For all counterspins.
bc
We do put up transcripts of our shows–usually by Thursday of the following week. (Last week’s shows went up today, a little late.)
Thanks; I’ll look for it.
bc, loyal subscriber to Extra.
Since the 1960s and LBJ’s so called War On Poverty, the taxpayers of this country transferred over $19 Trillion of their hard earned (or borrowed) money to the poor and low income through means tested welfare programs. We have over 80 such programs. I do not count earned things like Social Security and Medicare and unemployment. All of this was to eliminate poverty. We still have a huge poverty problem and are $19 Trillion in debt.
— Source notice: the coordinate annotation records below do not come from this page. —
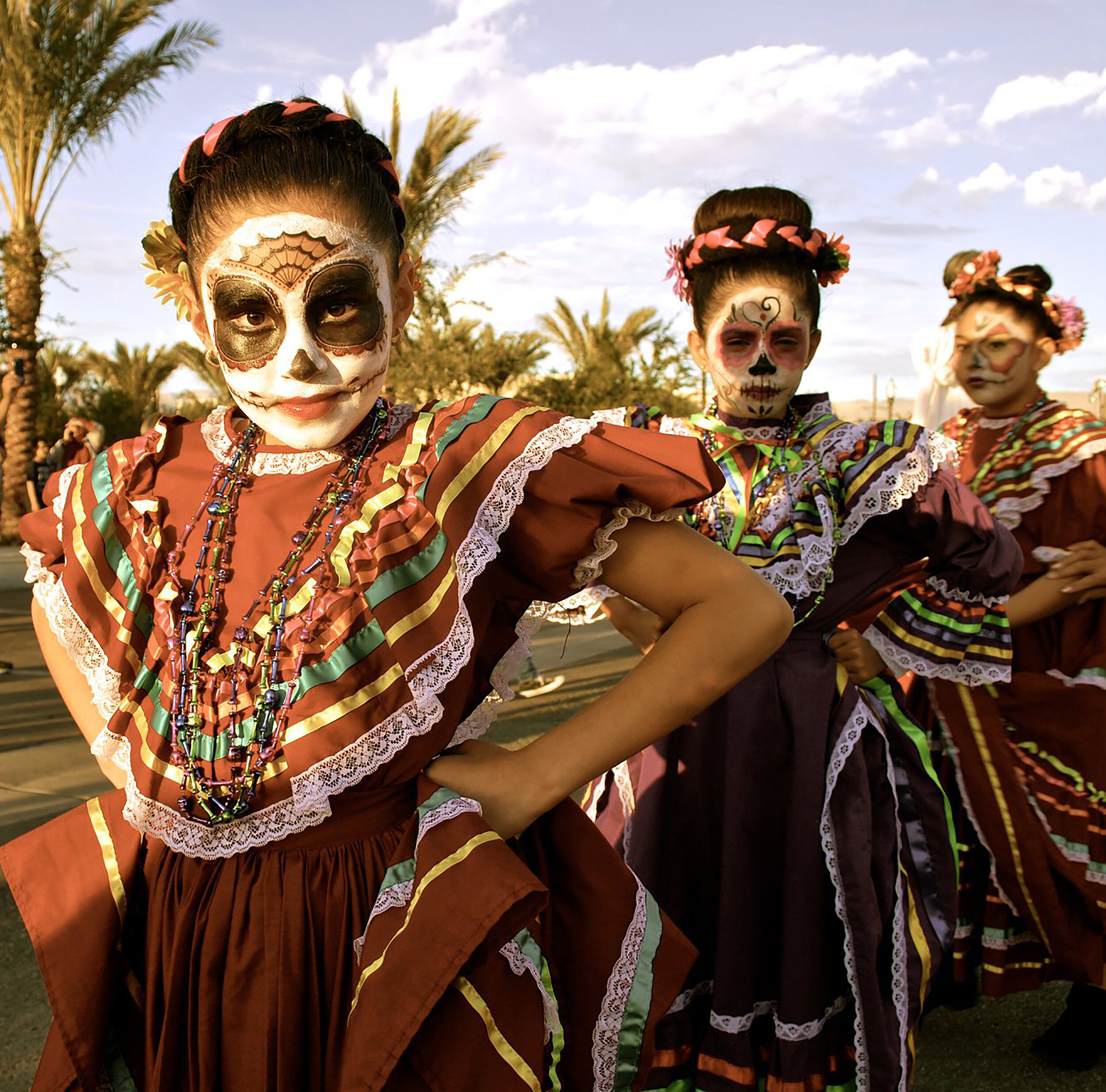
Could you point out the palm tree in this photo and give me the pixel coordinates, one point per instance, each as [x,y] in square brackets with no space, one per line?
[433,188]
[637,361]
[587,343]
[136,374]
[65,78]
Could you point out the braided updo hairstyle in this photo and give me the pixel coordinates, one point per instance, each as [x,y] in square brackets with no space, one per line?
[1032,307]
[739,209]
[278,151]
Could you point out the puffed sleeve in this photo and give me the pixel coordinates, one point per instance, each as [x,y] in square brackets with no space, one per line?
[561,534]
[952,624]
[89,556]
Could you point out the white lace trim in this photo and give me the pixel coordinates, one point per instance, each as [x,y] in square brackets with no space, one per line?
[1009,510]
[901,980]
[1079,680]
[804,576]
[65,484]
[565,612]
[312,789]
[968,671]
[591,568]
[399,894]
[73,635]
[582,608]
[481,719]
[521,964]
[216,433]
[790,1033]
[609,1024]
[959,596]
[843,748]
[700,989]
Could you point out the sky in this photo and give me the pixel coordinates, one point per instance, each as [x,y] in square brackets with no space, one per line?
[915,130]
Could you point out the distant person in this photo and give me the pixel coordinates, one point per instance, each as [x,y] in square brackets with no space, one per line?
[73,448]
[1029,753]
[775,826]
[273,624]
[38,474]
[939,395]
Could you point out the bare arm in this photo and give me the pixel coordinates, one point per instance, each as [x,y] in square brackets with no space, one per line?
[73,688]
[1040,600]
[725,621]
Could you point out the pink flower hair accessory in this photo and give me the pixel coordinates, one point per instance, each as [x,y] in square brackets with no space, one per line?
[1073,324]
[677,271]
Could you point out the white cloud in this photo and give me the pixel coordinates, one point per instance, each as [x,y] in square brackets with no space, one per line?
[924,133]
[1056,186]
[955,57]
[1032,94]
[992,180]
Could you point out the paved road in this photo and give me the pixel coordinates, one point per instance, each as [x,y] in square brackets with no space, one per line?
[46,769]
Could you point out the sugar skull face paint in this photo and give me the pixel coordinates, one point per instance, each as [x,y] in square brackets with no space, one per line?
[756,350]
[997,357]
[299,310]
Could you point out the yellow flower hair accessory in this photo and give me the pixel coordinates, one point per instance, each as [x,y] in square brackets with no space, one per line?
[167,258]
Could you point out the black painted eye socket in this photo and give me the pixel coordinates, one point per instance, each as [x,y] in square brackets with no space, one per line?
[249,323]
[343,306]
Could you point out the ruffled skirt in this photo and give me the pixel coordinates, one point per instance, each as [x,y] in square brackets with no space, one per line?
[399,945]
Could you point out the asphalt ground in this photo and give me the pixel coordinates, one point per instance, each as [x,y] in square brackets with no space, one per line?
[46,769]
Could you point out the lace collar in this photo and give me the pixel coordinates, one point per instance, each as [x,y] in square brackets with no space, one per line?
[220,439]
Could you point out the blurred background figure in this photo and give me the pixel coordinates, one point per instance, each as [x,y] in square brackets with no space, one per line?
[939,395]
[38,474]
[78,443]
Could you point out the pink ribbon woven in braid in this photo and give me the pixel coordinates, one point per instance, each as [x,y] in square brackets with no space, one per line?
[829,256]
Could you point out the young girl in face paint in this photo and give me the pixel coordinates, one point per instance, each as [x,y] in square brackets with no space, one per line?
[270,623]
[1029,753]
[795,828]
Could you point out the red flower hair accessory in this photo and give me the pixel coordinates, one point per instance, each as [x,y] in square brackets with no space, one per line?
[829,257]
[983,267]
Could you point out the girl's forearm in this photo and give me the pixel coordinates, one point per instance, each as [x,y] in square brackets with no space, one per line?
[697,660]
[1039,600]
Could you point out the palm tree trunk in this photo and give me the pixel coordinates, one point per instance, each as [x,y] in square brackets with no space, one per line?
[23,269]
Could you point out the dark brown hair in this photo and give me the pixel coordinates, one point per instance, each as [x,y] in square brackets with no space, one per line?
[1032,308]
[278,150]
[955,266]
[739,209]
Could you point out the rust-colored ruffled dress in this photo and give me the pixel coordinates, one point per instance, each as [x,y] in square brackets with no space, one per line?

Between federal and state programs the cost for these means tested giveaway programs is now up to $1 Trillion a year and get passed from one “needy” generation to the next. I guess all that transferring of people’s earnings didn’t work out very well. The liberals want to try it again, maybe it will work better the next time. Maybe the money to pay for it will come from the moon.
Corporate welfare is far more costly and shrinks the economy.
Being taxed enough I am sure you are 100X more concerned about the wealthy people and corporations who are underpaying taxes and the wealthy people and corporations who actually have our tax dollars directed to their businesses. Of course that level of greed has nothing to do with the maintenance of poverty and wealth disparity.